The story only dealt with the emotions of Day and not with Mhok. We see Mhok weeping and then 3 years later ‘thanking’ Day for breaking up with him so he could grow. What?! That was utter nonsense and ridiculous. Day is beyond self-centered, and he used his disability as a crutch to reinforce his own arrogance. This story is a story of two. The pain Mhok experienced must have been almost unbearable as he too seasoned along with Day while Day was blind. To not recognize that is an injustice. The whole ending to me was just too contrived and took away from its magic spell over me. The production could not think out of the box and therefore made its ending spurious and artificial. It cheapened the whole series unfortunately by doing that and made it insufferably theatrical.

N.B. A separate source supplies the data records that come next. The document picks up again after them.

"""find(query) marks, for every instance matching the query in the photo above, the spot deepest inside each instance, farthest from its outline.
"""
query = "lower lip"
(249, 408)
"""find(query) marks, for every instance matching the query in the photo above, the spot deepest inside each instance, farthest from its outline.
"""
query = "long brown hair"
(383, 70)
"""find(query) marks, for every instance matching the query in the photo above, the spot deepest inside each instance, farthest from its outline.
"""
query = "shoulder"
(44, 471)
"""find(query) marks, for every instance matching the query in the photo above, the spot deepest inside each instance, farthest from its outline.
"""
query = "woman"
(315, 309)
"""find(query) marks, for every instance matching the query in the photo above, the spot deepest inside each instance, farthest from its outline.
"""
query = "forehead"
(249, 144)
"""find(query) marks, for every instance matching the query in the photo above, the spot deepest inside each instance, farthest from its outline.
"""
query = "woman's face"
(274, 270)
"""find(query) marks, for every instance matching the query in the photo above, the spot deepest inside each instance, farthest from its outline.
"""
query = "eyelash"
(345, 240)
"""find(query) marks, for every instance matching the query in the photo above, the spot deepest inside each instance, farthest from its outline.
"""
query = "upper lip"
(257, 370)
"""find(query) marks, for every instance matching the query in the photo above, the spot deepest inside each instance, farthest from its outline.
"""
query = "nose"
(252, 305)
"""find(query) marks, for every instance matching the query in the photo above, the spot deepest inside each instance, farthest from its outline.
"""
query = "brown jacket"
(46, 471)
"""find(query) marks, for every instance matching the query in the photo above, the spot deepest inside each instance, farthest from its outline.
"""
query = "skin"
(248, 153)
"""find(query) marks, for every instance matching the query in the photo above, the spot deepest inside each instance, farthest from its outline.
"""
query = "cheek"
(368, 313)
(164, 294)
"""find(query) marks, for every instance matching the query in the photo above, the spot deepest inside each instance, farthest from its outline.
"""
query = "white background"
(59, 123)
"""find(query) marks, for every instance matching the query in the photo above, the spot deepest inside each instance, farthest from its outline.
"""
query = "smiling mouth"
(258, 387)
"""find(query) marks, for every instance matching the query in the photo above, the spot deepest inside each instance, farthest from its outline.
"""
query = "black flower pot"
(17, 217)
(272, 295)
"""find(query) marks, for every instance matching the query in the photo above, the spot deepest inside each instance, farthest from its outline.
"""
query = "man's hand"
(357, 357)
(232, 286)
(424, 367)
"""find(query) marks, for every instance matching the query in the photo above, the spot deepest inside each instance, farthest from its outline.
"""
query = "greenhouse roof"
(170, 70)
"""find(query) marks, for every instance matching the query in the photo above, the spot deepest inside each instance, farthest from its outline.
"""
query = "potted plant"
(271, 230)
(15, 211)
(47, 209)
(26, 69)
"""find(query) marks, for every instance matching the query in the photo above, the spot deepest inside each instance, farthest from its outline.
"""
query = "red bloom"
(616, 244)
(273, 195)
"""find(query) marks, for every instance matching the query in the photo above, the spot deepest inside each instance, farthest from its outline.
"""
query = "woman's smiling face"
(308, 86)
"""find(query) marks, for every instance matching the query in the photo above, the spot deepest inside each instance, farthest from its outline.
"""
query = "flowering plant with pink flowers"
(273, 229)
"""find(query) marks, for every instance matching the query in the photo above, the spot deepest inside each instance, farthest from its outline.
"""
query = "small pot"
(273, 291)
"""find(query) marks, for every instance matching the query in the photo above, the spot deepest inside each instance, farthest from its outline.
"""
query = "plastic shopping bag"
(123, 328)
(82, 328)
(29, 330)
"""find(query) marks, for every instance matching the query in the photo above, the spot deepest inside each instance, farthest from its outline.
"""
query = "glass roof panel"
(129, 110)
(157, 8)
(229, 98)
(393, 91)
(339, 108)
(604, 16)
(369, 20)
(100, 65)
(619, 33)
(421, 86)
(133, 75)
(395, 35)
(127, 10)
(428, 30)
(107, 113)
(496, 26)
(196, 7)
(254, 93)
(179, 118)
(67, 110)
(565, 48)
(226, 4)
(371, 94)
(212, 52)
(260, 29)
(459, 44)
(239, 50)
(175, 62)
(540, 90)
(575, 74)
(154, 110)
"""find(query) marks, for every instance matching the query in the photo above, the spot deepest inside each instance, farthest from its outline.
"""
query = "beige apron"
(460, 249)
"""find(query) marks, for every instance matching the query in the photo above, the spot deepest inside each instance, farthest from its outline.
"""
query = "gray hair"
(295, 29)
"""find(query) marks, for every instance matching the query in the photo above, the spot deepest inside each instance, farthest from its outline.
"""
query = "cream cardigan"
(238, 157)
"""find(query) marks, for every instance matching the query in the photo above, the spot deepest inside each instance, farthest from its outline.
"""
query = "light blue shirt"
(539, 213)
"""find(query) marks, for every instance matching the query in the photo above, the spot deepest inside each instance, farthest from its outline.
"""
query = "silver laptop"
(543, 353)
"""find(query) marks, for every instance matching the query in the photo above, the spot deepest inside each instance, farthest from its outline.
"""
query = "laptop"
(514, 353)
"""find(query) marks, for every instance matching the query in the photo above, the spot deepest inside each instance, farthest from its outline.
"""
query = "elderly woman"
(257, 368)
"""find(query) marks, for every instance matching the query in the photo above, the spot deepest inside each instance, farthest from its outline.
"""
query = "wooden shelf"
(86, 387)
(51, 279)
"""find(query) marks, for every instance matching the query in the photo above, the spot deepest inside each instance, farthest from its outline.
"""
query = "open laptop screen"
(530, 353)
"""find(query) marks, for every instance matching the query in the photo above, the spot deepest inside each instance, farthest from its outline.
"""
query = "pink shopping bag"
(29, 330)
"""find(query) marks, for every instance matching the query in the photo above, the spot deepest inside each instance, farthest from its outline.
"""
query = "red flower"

Something else gnawed at me, that is a technical issue that I did not understand. If all Day needed was a corneal transplant, then the time frame to get one, even in Thailand, was artificially high in the story. There is a no waiting list in the United Stated and not much of a one in Thailand especially for families with money, which they had. They only had to come to the United States, and they would have easily been able to have corneal transplants. If you are going to do a medical drama story, do some research and complicate a condition so as to make the condition appear out of the realm of the usual.
Otherwise, the story becomes even more flawed because with just a little bit of research one can find out that corneal transplants are not that exotic or uncommon.
I am not trying to deliberately knock this series. It is exceptional. I am just personally disappointed. It could have been a masterpiece but yet again the fear of taking it out of the realm of familiarity is just too much for some production companies. So, they stick to the tried-and-true and give ‘happy endings’ that would make Pollyanna blush. Just make the happy ending not so cliché and utterly ridiculous as this one turned out to be. It detracted from its greatness and frankly its grandeur.
So much could have happened in 3 years of no deliberate contact.
Perhaps regret on the part of Day, who decided on his own that this was the best course of action, might now have been a valuable lesson learned as he actually sees Mhok fly back to Hawaii to be with his husband.